Chords shift in serpentine fashion from one machine to another, swapping sounds as Dosh warps them with a mind-boggling number of buttons and dials. The dreamy, twinkly, pulsing cacophony evokes a psychedelic xylophone-cum-organ dance party.
"It's second nature at this point," Dosh said, unimpressed with his own multi-tasked music-making. "I've been using the same setup for 15 years."
Waiting for the right sound
He places his hands delicately over a ruby red Nord Lead keyboard and improvises a line that sounds almost childlike.
The sequence is programmed into a sampler, where Dosh can change the tone and tempo, making it peppier, bouncier. Using his feet, he sends the sequence to a series of 12-second loop pedals, injecting an expansive, echoing effect.
His hands now free, he adds punctuating notes with a Rhodes electronic piano. The process results in layers upon layers on what is already a complex composition, one that sounds light years more modern and dizzyingly delightful than the original doomsday score.
So far, Dosh has recorded 24 different sequences into a sampler; these will form the building blocks for the soundtrack. When he plays at Square Lake, he'll add live drums to the mix, tethering the plethora of bee-boop noises with some booms.
"I'm experimenting to hear something that I want to hear, but I don't know exactly what I'm going for until I hear it," he said.
The 42-year-old has honed his ability to hear that "something" since age 16, when he went to Bard College at Simon's Rock in Massachusetts to study composition, drums and jazz. A member of many bands over the years — including Andrew Bird, Fog and Cloak Ox — he also has been a solo act since 2001.

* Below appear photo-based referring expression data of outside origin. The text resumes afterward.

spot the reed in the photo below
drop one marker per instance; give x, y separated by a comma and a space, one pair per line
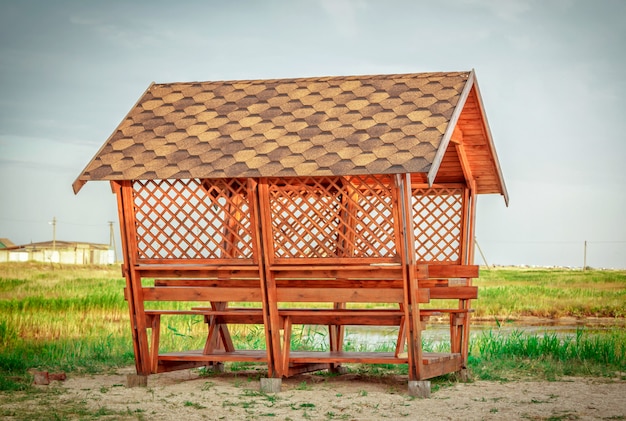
74, 318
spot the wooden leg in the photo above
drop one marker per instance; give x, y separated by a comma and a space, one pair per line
286, 344
211, 340
154, 322
224, 334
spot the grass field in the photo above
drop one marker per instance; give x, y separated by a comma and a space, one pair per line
75, 319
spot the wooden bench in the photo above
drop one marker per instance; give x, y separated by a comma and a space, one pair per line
219, 285
296, 284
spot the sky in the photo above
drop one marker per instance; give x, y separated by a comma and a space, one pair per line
551, 75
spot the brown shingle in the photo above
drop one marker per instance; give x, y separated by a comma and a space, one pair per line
313, 126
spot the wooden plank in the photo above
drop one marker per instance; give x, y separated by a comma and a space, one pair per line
373, 295
452, 271
462, 293
217, 355
356, 317
208, 283
202, 294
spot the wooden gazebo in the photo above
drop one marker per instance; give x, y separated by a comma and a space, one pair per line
327, 191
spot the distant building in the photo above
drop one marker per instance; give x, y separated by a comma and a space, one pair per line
5, 244
79, 253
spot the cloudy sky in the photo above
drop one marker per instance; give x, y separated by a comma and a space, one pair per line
551, 74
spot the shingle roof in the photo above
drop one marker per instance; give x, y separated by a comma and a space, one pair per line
289, 127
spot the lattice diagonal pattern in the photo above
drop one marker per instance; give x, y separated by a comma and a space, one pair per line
324, 217
192, 219
437, 215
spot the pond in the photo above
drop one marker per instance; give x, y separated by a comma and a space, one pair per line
368, 338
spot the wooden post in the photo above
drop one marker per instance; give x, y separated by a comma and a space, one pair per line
275, 361
134, 296
411, 302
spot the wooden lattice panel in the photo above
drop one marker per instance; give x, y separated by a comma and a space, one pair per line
192, 219
437, 216
332, 217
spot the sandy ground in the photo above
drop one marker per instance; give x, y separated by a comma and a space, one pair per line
185, 395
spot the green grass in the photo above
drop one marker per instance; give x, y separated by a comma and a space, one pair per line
74, 318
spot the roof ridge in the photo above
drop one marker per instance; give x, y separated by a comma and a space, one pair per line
320, 78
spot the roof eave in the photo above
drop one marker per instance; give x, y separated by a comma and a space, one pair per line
81, 180
445, 140
503, 190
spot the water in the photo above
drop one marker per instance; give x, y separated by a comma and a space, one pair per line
439, 332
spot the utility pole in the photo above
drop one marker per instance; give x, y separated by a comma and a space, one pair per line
481, 252
54, 233
112, 241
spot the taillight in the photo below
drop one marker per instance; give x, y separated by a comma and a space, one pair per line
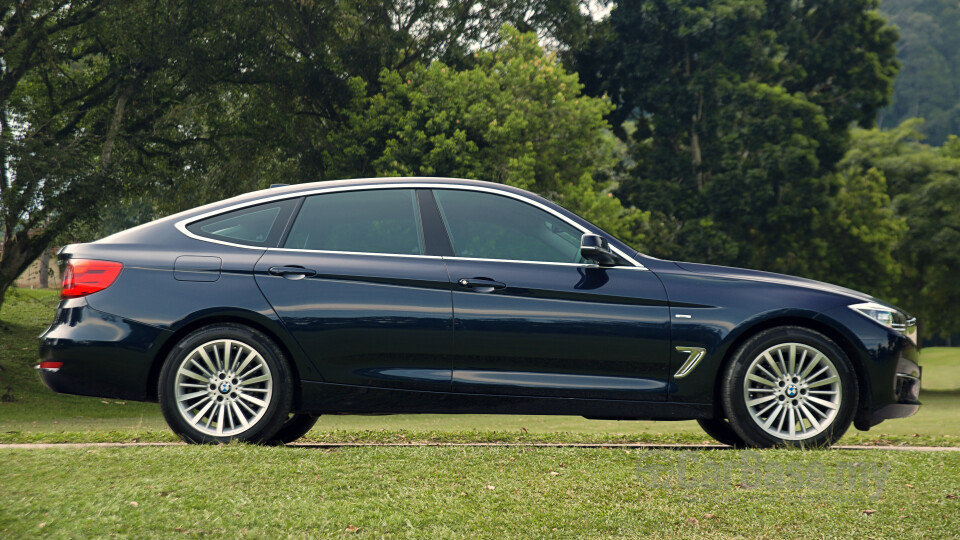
84, 276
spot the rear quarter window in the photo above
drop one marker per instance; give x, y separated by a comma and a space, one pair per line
260, 225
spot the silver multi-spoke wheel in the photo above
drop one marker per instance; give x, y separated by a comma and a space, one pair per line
223, 387
793, 391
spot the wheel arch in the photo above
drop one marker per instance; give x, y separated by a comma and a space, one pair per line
842, 341
248, 320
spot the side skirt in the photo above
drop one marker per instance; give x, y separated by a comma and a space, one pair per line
329, 398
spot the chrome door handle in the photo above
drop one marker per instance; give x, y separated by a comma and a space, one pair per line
292, 271
481, 284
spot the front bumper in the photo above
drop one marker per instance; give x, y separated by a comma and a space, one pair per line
100, 354
888, 365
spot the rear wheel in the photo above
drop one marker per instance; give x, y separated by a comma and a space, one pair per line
790, 386
225, 382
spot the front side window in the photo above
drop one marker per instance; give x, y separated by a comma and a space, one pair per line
487, 226
370, 221
258, 225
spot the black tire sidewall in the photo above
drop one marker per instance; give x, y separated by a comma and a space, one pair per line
278, 408
734, 378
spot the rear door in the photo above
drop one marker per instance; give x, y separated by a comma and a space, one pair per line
533, 318
354, 286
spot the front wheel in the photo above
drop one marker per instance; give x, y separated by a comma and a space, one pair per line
224, 383
789, 386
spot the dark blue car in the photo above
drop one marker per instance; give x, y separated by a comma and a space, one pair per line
248, 318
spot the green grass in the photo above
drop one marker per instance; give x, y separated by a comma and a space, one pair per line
38, 415
241, 491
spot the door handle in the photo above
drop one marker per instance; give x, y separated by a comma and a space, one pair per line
481, 284
292, 271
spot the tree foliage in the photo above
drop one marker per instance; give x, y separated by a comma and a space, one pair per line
928, 85
84, 85
742, 110
150, 106
516, 117
925, 183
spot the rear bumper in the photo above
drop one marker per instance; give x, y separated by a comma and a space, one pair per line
102, 355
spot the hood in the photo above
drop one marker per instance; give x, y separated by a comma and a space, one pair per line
770, 277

"It's not something I set out to do," he said. "It's accidental."
Creating the score for "Universe," however, is very methodical. Using primarily B-flat major and F major, Dosh adds reverb and volume swells to create that spacey ambience. When he's finished, he estimates, he'll have spent 50 hours scoring the 28-minute film.
"The film scores are magical because you're seeing something unfold on the stage that no one else has seen before," Creager said. "That's a powerful artistic experience for a group of people because it bonds them together."
Pausing his hypnotic machinations for a moment, Dosh watches the craggy surface of the moon overtake the Mac's screen.
"It's incomprehensible, how big it is," he said, contemplating the cosmos. "It makes me glad to be here."
Erica Rivera is a Twin Cities music writer.